Putnam Christopher D, Kolodner Richard D
Ludwig Institute for Cancer Research, University of California School of Medicine, San Diego, La Jolla, California 92093-0669.
Departments of Medicine, University of California School of Medicine, San Diego, La Jolla, California 92093-0669.
Genetics. 2017 Jul;206(3):1187-1225. doi: 10.1534/genetics.112.145805.

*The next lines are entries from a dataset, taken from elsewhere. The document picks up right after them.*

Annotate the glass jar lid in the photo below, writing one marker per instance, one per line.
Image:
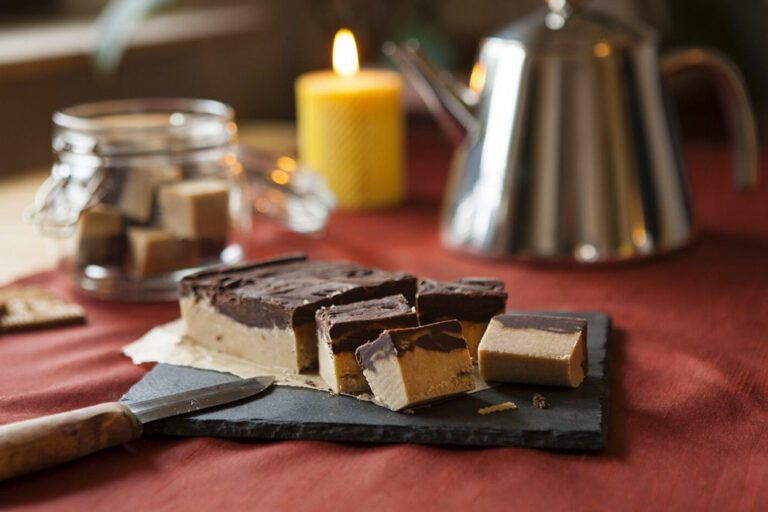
(142, 126)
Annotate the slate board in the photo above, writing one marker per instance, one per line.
(576, 420)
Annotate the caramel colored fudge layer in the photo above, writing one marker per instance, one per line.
(196, 209)
(408, 367)
(342, 329)
(265, 311)
(140, 190)
(473, 301)
(534, 350)
(101, 236)
(155, 251)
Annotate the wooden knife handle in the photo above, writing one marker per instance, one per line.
(39, 443)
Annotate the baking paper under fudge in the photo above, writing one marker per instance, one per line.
(532, 349)
(408, 367)
(342, 329)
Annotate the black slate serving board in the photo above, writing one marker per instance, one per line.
(576, 419)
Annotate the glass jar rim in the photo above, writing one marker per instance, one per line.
(89, 116)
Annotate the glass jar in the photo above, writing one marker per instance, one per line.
(145, 191)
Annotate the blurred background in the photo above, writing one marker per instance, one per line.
(249, 52)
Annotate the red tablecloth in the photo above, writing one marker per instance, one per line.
(688, 423)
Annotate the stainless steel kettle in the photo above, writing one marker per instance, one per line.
(566, 151)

Genome rearrangements result in mutations that underlie many human diseases, and ongoing genome instability likely contributes to the development of many cancers. The tools for studying genome instability in mammalian cells are limited, whereas model organisms such as are more amenable to these studies. Here, we discuss the many genetic assays developed to measure the rate of occurrence of Gross Chromosomal Rearrangements (called GCRs) in These genetic assays have been used to identify many types of GCRs, including translocations, interstitial deletions, and broken chromosomes healed by telomere addition, and have identified genes that act in the suppression and formation of GCRs. Insights from these studies have contributed to the understanding of pathways and mechanisms that suppress genome instability and how these pathways cooperate with each other. Integrated models for the formation and suppression of GCRs are discussed.

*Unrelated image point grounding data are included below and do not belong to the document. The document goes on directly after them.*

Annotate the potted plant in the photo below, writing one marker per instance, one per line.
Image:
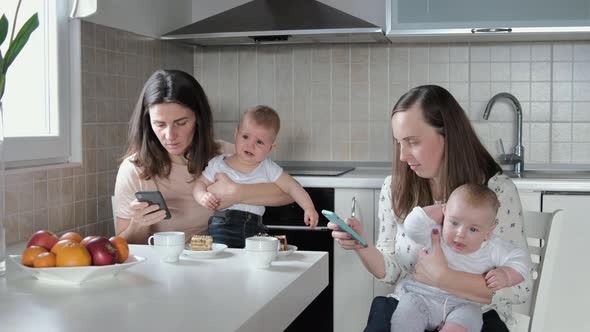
(15, 45)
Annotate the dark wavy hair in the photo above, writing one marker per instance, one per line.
(465, 159)
(170, 86)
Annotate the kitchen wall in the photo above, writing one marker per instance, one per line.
(335, 100)
(115, 64)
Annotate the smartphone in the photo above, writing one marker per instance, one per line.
(333, 217)
(154, 197)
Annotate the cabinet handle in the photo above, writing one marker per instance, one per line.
(486, 30)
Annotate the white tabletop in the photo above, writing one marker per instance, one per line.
(216, 294)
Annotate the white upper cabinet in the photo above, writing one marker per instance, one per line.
(484, 20)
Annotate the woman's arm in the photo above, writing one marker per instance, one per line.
(229, 193)
(378, 259)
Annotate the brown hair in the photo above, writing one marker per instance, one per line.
(263, 116)
(170, 86)
(477, 195)
(465, 159)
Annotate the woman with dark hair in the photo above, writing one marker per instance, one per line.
(170, 142)
(436, 151)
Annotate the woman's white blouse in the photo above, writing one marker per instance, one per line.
(399, 252)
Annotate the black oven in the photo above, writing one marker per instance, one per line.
(288, 220)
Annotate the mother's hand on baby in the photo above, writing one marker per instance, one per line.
(432, 265)
(344, 239)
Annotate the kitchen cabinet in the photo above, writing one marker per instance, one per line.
(569, 292)
(353, 284)
(425, 20)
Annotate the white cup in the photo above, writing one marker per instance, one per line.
(168, 245)
(261, 250)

基因组重排会导致许多人类疾病潜在的突变,而持续的基因组不稳定性可能促成许多癌症的发生。研究哺乳动物细胞基因组不稳定性的工具有限,而诸如[未提及的模型生物]等模式生物更适合此类研究。在这里,我们讨论了为测量[未提及的生物]中染色体大片段重排(称为GCRs)的发生率而开发的多种遗传检测方法。这些遗传检测方法已被用于鉴定多种类型的GCRs,包括易位、中间缺失以及通过端粒添加修复的断裂染色体,并已鉴定出在GCRs的抑制和形成过程中起作用的基因。这些研究的见解有助于理解抑制基因组不稳定性的途径和机制,以及这些途径如何相互协作。文中还讨论了GCRs形成和抑制的综合模型。